The court decision forces the European Commission to be the guarantor of community environmental law, guardian of the protection measures required to save the wetland and put an end to the FarWestal law around Doñana.
Goaded by Vox in its eagerness to dispute the political space of certain farmers, the PP has presented a proposal to legitimize the illegal irrigation systems around Doñana blinded by an inopportune calculation in its assault on the Provincial Council of Huelva. His plan comes when the national park is in a “critical” situation and avoiding that the priority response is to comply with the European ruling that obliges to put an end to that overexploitation in order to avoid that the infringement file (which continues open) result in a painful fine in Spain.
Although they are moved by the panic of suffering this sanction (if the PP and Vox’s law proposal advances), the PSOE leadership is, despite everything, comfortable in the dialectical battle with the Junta. Thus, he draws a PP cornered by Europe and denier of the climate crisis; and the noise of politics is de-Madridized, removing Ayuso from a stellar role. The PSOE, during years of management in Andalusia, let the problem fester (as shown by the lack of cash in the Guadalquivir Confederation to control illegal wells). Now, the state leadership is showing its turn in front of the Andalusian PSOE and assumes for the first time that it is necessary to put a limit on new irrigation in the area.
Minister Teresa Ribera rejects the dialogue with the Board, since “we do not negotiate on illegal proposals”, but she knows that she will have to speak if she wants to redevelop the Doñana region with a comprehensive plan beyond the framework of actions that has launched under the powers of the State in matters of water.
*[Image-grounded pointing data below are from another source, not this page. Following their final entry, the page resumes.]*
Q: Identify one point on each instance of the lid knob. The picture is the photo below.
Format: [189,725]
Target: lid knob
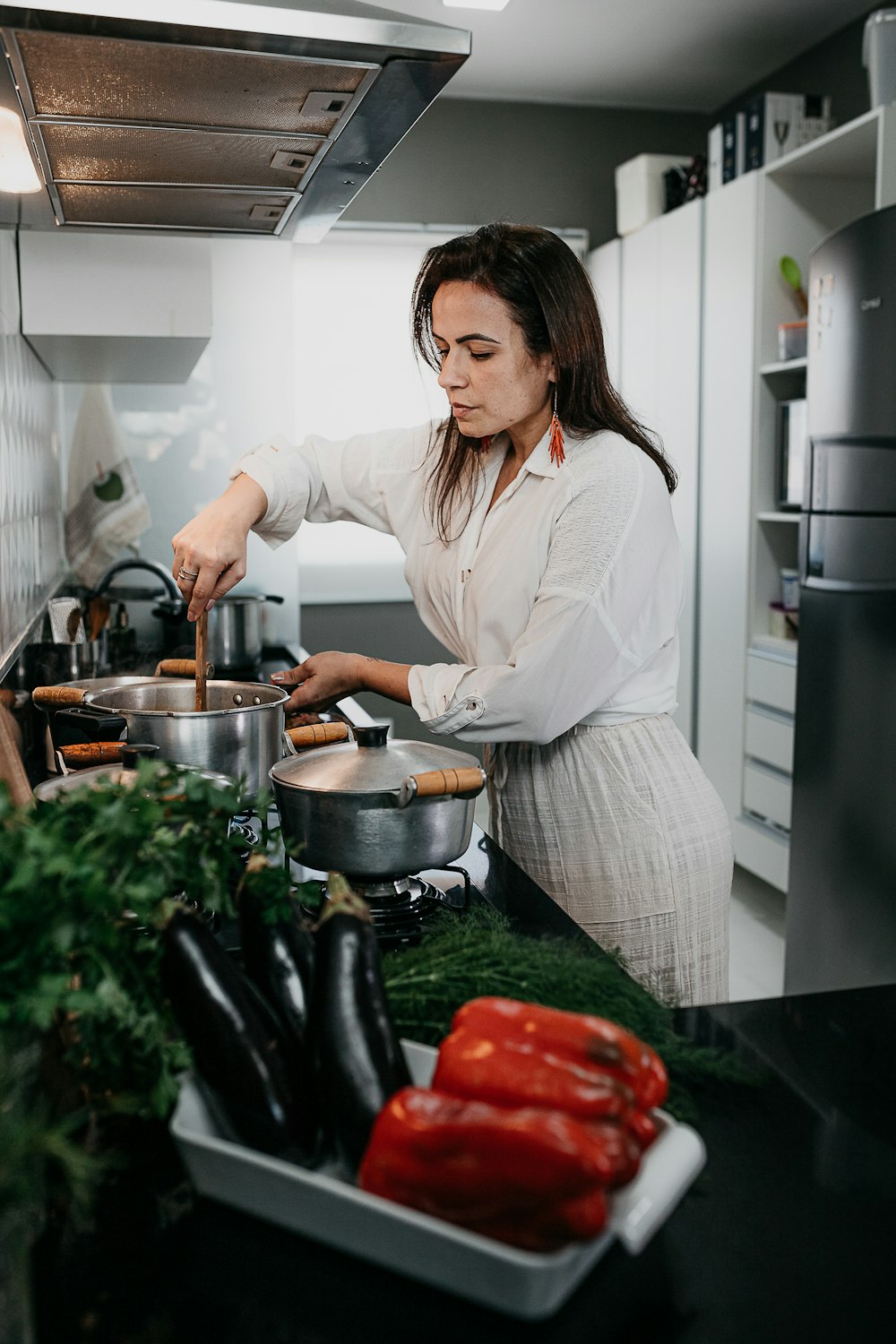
[371,737]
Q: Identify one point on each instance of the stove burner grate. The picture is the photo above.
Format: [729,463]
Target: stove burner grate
[403,909]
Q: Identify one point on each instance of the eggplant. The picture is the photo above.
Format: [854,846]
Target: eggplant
[359,1062]
[279,956]
[280,959]
[237,1051]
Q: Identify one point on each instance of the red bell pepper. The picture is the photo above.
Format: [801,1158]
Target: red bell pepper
[552,1228]
[582,1039]
[519,1073]
[511,1174]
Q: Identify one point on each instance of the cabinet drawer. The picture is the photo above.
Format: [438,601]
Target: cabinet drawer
[770,738]
[767,793]
[771,682]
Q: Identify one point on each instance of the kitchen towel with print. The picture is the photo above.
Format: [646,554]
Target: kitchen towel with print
[107,510]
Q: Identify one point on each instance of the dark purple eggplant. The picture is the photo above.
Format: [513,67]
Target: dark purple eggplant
[237,1051]
[358,1056]
[280,959]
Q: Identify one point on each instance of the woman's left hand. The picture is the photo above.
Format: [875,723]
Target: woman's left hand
[320,680]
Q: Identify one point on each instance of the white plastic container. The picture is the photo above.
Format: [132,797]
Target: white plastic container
[879,56]
[530,1285]
[641,191]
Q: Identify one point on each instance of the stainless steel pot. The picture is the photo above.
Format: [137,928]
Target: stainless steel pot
[239,733]
[375,808]
[236,634]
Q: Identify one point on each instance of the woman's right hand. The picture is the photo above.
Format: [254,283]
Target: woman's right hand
[210,551]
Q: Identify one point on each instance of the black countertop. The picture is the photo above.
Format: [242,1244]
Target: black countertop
[788,1234]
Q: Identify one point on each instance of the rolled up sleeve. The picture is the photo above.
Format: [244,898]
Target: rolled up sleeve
[367,478]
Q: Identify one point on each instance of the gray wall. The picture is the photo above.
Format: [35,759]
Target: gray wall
[833,67]
[469,161]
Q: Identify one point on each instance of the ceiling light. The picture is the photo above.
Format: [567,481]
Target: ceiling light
[18,172]
[474,4]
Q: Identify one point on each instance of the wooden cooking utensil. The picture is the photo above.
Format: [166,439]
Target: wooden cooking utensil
[202,642]
[11,768]
[177,667]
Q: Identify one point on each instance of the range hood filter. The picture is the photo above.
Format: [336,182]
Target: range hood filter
[209,123]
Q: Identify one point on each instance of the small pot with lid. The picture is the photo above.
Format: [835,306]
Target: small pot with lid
[236,629]
[371,806]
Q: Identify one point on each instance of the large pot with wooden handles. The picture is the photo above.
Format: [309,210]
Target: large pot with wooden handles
[239,734]
[371,806]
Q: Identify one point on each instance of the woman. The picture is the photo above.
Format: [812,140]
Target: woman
[541,551]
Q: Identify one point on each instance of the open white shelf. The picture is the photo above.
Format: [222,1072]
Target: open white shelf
[783,366]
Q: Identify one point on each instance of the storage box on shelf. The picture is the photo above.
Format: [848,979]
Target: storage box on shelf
[747,675]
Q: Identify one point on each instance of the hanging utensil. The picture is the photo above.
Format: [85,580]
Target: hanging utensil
[202,644]
[790,271]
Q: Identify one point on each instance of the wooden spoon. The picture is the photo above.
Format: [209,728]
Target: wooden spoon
[202,642]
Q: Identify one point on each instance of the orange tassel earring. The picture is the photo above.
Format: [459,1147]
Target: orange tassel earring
[555,445]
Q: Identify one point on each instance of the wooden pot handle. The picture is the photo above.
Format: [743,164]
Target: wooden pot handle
[81,754]
[177,667]
[317,734]
[435,784]
[47,696]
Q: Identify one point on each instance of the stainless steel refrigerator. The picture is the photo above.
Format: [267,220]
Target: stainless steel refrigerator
[841,900]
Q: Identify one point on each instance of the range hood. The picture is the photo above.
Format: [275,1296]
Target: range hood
[212,116]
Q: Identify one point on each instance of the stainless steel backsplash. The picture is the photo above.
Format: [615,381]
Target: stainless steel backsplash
[31,548]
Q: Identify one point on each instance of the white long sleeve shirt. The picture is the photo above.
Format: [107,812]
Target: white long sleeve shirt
[560,602]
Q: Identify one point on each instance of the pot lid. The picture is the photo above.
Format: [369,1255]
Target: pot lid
[371,763]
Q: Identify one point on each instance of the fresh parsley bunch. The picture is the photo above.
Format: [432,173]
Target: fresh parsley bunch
[86,882]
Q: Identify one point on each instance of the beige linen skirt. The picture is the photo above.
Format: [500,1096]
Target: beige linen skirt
[622,828]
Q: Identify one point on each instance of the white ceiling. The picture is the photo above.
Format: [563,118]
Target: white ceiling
[691,56]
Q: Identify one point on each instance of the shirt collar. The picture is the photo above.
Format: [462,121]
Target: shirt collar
[538,461]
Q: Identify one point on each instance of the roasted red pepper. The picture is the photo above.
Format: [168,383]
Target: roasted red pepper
[583,1040]
[571,1220]
[522,1175]
[520,1073]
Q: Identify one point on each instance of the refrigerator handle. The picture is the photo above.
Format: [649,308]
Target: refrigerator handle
[847,585]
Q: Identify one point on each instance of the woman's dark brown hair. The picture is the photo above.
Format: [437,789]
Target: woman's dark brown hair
[549,296]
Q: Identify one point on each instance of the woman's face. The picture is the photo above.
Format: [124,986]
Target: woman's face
[492,381]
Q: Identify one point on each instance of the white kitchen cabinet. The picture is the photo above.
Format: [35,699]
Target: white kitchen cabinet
[116,308]
[649,287]
[747,675]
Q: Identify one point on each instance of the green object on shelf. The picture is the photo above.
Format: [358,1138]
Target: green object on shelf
[790,271]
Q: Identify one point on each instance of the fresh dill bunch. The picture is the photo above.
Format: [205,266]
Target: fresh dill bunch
[481,954]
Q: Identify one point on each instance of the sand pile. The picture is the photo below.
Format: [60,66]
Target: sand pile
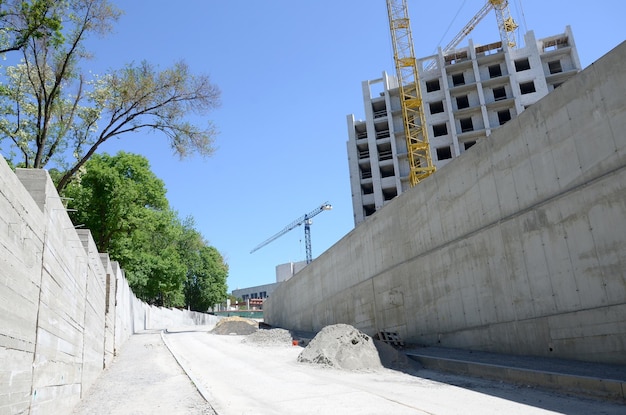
[273,337]
[235,326]
[342,346]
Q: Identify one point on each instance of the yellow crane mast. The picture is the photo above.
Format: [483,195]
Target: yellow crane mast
[415,129]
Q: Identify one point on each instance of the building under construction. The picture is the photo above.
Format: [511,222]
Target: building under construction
[466,94]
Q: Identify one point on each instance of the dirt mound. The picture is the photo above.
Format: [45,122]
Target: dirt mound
[273,337]
[342,346]
[235,325]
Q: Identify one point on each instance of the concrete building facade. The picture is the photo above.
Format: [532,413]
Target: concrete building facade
[261,292]
[518,249]
[467,93]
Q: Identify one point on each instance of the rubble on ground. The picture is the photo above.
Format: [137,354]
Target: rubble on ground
[273,337]
[235,326]
[342,346]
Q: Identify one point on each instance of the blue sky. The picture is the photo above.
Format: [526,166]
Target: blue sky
[290,72]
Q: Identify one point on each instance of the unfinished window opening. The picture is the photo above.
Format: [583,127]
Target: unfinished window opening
[436,107]
[462,102]
[458,79]
[468,144]
[522,65]
[433,85]
[466,124]
[440,129]
[367,189]
[384,152]
[499,94]
[555,44]
[390,193]
[444,153]
[495,71]
[360,131]
[387,171]
[527,87]
[504,116]
[555,67]
[363,151]
[366,172]
[379,109]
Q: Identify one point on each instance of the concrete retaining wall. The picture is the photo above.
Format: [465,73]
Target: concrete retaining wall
[65,309]
[516,247]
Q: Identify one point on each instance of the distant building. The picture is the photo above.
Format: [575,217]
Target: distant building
[283,273]
[467,93]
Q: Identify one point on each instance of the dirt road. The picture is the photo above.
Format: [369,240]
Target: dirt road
[243,378]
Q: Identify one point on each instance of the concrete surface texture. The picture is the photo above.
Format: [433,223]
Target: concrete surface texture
[65,309]
[240,377]
[517,247]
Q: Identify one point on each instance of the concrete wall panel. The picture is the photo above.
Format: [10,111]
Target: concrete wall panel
[64,308]
[516,247]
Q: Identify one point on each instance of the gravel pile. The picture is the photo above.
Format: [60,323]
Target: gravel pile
[235,326]
[342,346]
[273,337]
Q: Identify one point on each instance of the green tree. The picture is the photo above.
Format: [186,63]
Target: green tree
[21,21]
[167,262]
[205,284]
[53,112]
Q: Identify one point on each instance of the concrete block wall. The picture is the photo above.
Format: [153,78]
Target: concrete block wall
[65,309]
[516,247]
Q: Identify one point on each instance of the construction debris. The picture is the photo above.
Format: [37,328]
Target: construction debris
[342,346]
[235,326]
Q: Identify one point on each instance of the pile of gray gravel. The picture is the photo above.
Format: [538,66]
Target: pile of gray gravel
[342,346]
[273,337]
[235,326]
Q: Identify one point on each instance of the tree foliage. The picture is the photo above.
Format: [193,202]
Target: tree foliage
[53,112]
[22,20]
[167,262]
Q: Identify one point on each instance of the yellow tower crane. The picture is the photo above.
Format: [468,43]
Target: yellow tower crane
[415,130]
[506,24]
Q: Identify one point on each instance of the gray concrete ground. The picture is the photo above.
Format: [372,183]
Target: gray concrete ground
[239,377]
[143,379]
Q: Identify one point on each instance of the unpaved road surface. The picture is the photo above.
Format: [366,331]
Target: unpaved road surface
[144,379]
[240,378]
[243,378]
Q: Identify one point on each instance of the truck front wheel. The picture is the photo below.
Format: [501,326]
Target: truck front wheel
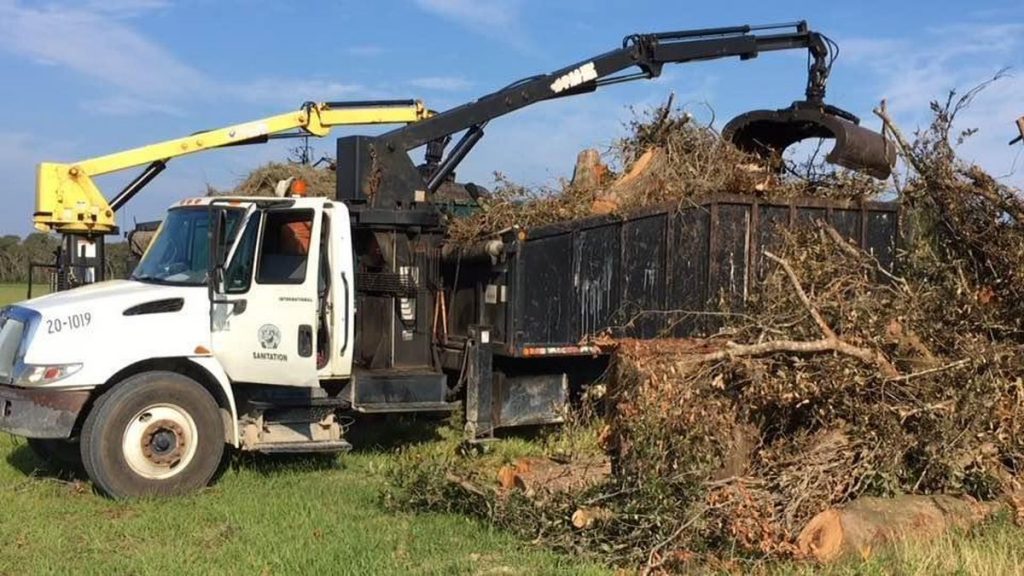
[155,434]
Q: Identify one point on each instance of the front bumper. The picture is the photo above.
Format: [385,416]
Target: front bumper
[40,412]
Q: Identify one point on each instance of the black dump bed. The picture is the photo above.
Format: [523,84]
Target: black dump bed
[648,275]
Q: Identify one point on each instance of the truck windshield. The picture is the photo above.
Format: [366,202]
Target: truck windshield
[180,251]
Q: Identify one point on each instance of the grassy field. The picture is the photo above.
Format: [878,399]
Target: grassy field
[315,516]
[265,516]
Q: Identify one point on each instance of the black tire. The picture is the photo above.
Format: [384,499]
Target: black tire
[60,455]
[130,406]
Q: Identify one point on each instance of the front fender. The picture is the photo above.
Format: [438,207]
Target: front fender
[216,371]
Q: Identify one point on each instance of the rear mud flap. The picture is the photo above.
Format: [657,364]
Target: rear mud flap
[769,132]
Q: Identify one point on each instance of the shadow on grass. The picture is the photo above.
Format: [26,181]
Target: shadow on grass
[375,434]
[25,460]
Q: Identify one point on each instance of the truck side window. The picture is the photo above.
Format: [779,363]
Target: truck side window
[240,271]
[285,249]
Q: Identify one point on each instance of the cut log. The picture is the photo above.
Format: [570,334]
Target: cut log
[867,524]
[637,169]
[587,518]
[590,172]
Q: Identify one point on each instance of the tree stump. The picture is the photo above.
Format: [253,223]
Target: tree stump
[867,524]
The agreement is also pending in Catalonia, where the drought decree of the Government of the Generalitat obliges the councils to apply an emergency plan, with the threat of heavy penalties if they exceed the set water allocations. Many municipalities have obsolete supply networks (leaks through a pipe), but the socialists do not want to be pointed out as wasteful. And less with an election to play. At present, combating the drought requires better distribution of water and savings, especially in Catalonia and Andalusia to delay possible restrictions for essential domestic uses, waiting for the prayers in the churches to bear fruit. President Pere Aragonès proposes to the Central Government to co-finance the modernization of the Urgell canal. Irrigators already know what the limits are when planning comes late.